IN WEIZIGT

"Op 11 mei - zo vervolgt luitenant Beernink - ontmoet ik in Weizigt de eerste luitenant L. I. Leijten (sectiecommandant van de stationsbewaking van de 3e sectie Spoorwegtroepen), vergezeld van een klein detachement waarbij zich later voegen: de meergenoemde majoor Den Boer en de kapiteins Crok en Siegmund (resp. compagniescommandanten van het 2e- en 1 ste Depot). Eerstgenoemde heeft klaarblijkelijk het commando; dit komt mij althans zo voor aangezien majoor Den Boer van hem orders in ontvangst moet nemen.

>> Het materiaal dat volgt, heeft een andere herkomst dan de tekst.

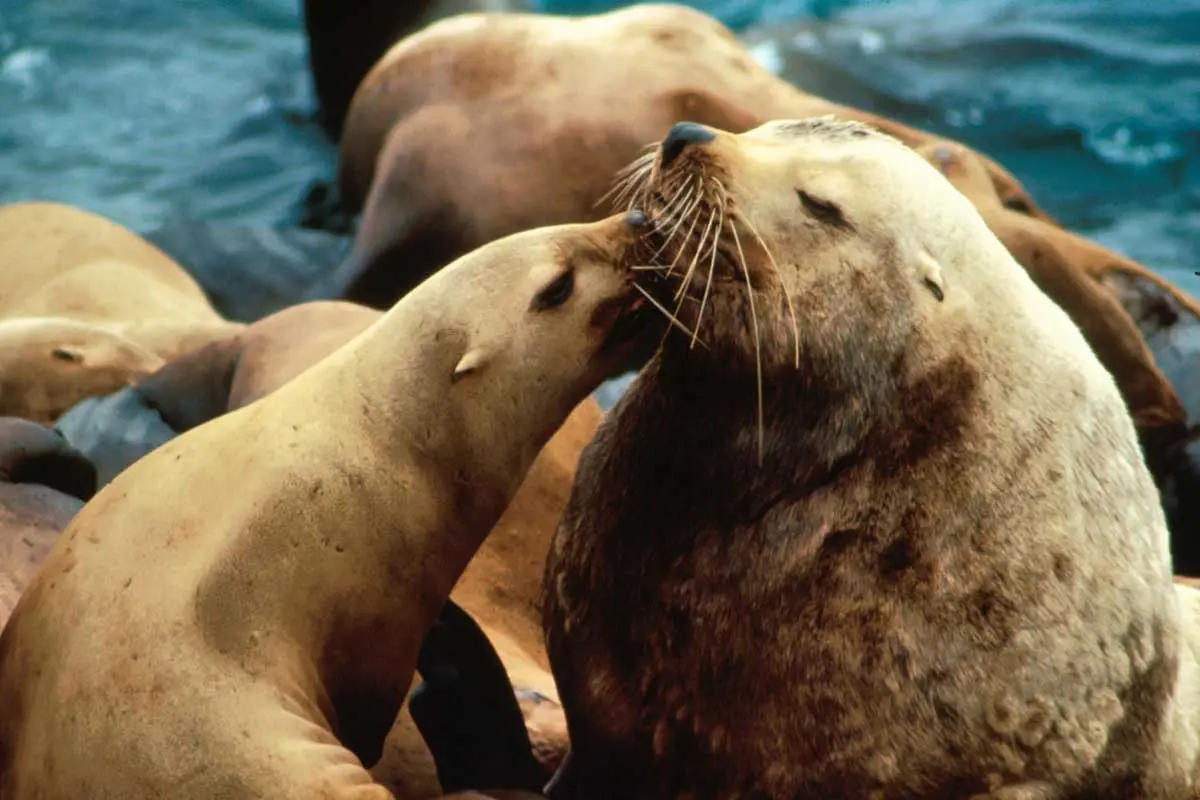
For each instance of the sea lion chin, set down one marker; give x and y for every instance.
(865, 509)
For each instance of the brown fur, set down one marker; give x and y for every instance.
(256, 636)
(43, 482)
(486, 124)
(935, 565)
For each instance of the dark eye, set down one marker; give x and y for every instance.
(66, 355)
(556, 293)
(1018, 204)
(823, 211)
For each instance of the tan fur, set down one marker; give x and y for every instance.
(111, 294)
(935, 565)
(480, 125)
(235, 605)
(1068, 269)
(501, 587)
(47, 365)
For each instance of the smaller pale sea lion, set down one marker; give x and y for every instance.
(270, 615)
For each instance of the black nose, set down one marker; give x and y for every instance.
(681, 136)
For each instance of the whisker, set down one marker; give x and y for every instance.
(757, 344)
(629, 176)
(783, 288)
(687, 212)
(712, 266)
(695, 258)
(665, 312)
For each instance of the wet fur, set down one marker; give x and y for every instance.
(927, 563)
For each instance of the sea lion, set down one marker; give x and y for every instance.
(1050, 256)
(1098, 289)
(502, 583)
(485, 124)
(876, 525)
(47, 365)
(346, 38)
(69, 263)
(467, 711)
(43, 482)
(269, 615)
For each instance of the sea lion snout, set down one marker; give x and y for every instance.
(679, 137)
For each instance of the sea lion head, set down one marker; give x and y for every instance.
(820, 247)
(551, 302)
(47, 365)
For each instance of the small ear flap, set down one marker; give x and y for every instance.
(66, 354)
(472, 361)
(930, 272)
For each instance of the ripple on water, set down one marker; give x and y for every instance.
(143, 109)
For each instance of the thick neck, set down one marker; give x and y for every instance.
(435, 465)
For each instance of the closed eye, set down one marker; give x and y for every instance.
(556, 293)
(823, 211)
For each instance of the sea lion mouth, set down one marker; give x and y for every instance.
(634, 319)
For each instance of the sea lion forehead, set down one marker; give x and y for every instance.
(826, 128)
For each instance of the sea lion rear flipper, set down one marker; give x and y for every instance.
(113, 431)
(467, 710)
(35, 453)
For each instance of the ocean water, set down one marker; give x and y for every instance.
(149, 110)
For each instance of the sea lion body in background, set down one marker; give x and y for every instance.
(64, 262)
(43, 482)
(48, 365)
(481, 125)
(888, 533)
(269, 617)
(85, 307)
(1099, 289)
(347, 37)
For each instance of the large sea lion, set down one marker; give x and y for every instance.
(881, 529)
(255, 636)
(1099, 289)
(485, 124)
(43, 482)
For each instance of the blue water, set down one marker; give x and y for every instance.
(151, 109)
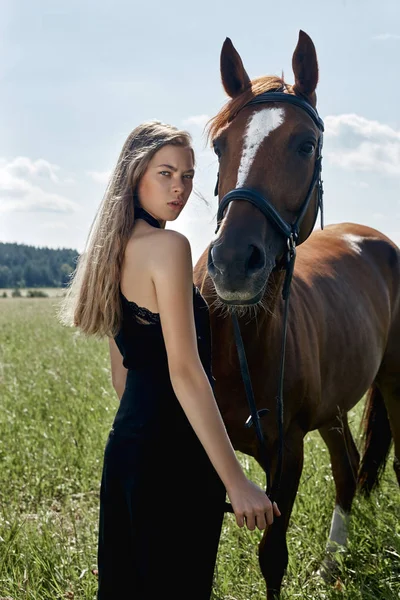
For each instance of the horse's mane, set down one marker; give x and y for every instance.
(269, 83)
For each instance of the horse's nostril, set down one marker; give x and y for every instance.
(256, 260)
(212, 266)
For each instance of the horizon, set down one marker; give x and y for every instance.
(75, 82)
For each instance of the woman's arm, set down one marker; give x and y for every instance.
(118, 371)
(172, 274)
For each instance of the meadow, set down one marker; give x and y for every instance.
(56, 408)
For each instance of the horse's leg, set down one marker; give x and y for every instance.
(390, 389)
(273, 553)
(345, 460)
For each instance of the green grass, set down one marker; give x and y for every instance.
(56, 407)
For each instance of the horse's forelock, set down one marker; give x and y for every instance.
(258, 86)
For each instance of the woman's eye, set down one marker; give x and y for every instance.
(307, 148)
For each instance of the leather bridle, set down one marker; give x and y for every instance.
(290, 232)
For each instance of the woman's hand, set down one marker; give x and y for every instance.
(252, 506)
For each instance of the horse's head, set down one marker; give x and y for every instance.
(268, 140)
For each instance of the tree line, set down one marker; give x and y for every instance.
(28, 266)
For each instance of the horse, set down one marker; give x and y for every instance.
(343, 324)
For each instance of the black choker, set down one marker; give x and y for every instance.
(140, 213)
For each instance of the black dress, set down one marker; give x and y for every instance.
(161, 500)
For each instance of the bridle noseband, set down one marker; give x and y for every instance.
(290, 231)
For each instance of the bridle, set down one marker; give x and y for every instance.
(290, 231)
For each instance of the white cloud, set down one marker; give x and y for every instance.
(198, 120)
(24, 167)
(383, 37)
(357, 143)
(19, 194)
(100, 176)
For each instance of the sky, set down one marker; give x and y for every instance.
(77, 76)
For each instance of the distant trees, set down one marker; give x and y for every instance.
(29, 266)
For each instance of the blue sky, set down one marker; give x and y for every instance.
(77, 77)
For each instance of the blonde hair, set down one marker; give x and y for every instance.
(92, 301)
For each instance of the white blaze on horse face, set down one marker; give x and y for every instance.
(339, 530)
(354, 241)
(259, 126)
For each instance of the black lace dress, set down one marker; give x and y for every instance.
(161, 500)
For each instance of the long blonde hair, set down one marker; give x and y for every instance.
(92, 300)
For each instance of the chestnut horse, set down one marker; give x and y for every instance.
(343, 326)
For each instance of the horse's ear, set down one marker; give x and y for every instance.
(233, 74)
(305, 67)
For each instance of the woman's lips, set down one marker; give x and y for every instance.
(176, 205)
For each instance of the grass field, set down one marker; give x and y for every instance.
(56, 408)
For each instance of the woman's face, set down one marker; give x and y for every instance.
(167, 182)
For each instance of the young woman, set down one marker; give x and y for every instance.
(168, 461)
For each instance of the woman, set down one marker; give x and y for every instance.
(168, 462)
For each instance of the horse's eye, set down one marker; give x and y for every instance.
(308, 148)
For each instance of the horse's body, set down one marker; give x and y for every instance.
(342, 340)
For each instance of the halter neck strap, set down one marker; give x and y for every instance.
(140, 213)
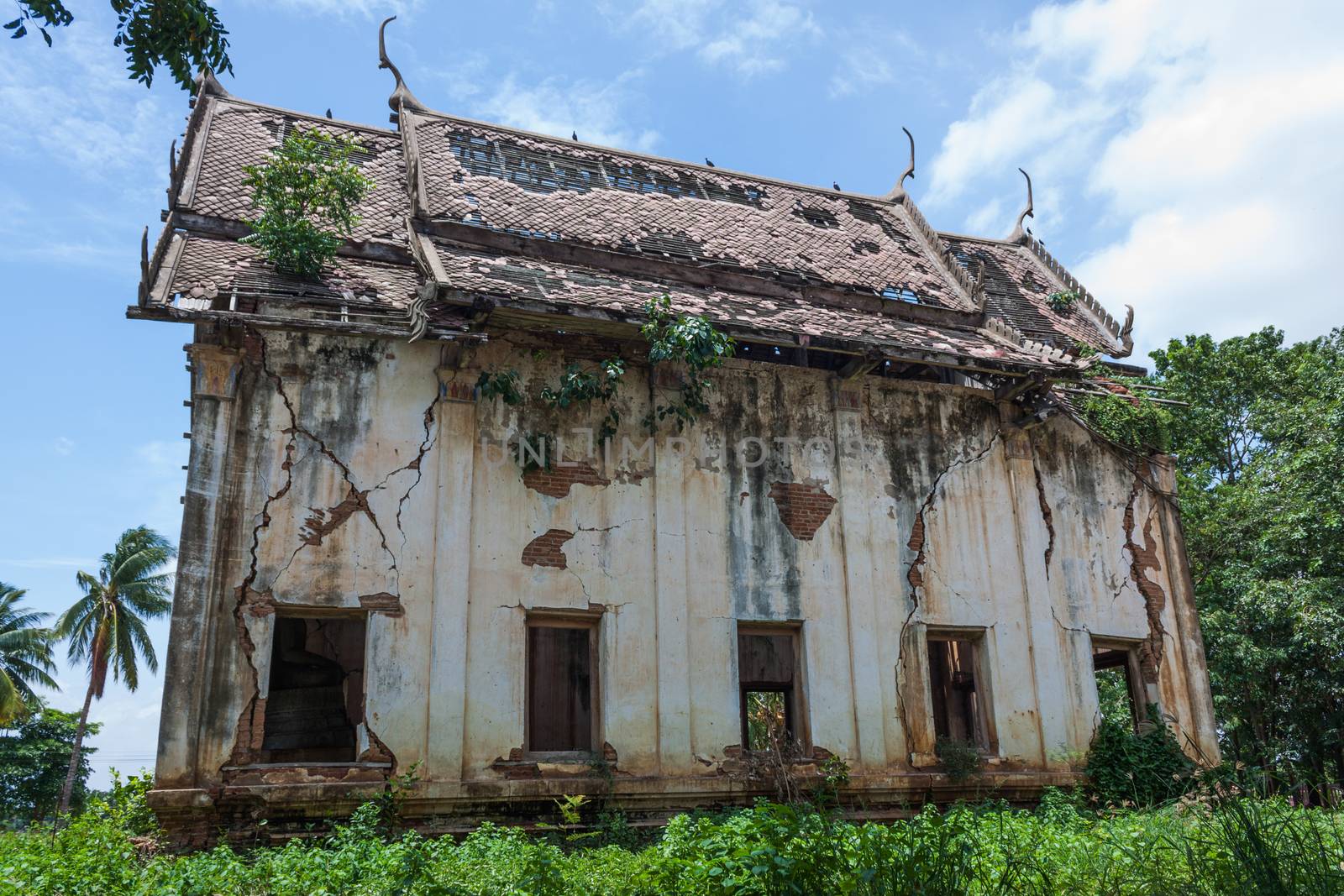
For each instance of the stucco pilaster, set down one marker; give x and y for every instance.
(214, 383)
(674, 616)
(456, 458)
(859, 586)
(1047, 663)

Op eigen initiatief kies ik hierna stelling en richt deze, zo goed en kwaad als het gaat, in. Hierbij moet ik steeds rekening houden met een mogelijke aanval in de rug. De stemming in Weizigt is verre van normaal. In de loop van de dag bereiken mij verschillende keren geruchtmakende berichten uit de mond van kapitein Crok als zou de vijand ons in de rug willen aanvallen. Hoe de man hieraan komt is me volkomen een raadsel. De uitgezonden patrouilles komen telkens terug met de mededeling dat er niets van waar is. De sfeer blijft echter nerveus en van enige doelmatige samenwerking is geen sprake. Om het vuren op eigen troepen zoveel mogelijk te beperken geef ik opdracht aan een groepje soldaten, bewapend met de karabijn en onder leiding van een sergeant, voortdurend het achtergelegen bos te verkennen. Na de schermutselingen van gisterochtend worden er geen Duitsers aangetroffen. De berichtgeving blijft slecht en hierbij komt nog, dat kapitein Crok weigert mij berichten door te geven, die voor mij toch bijzonder belangrijk kunnen zijn.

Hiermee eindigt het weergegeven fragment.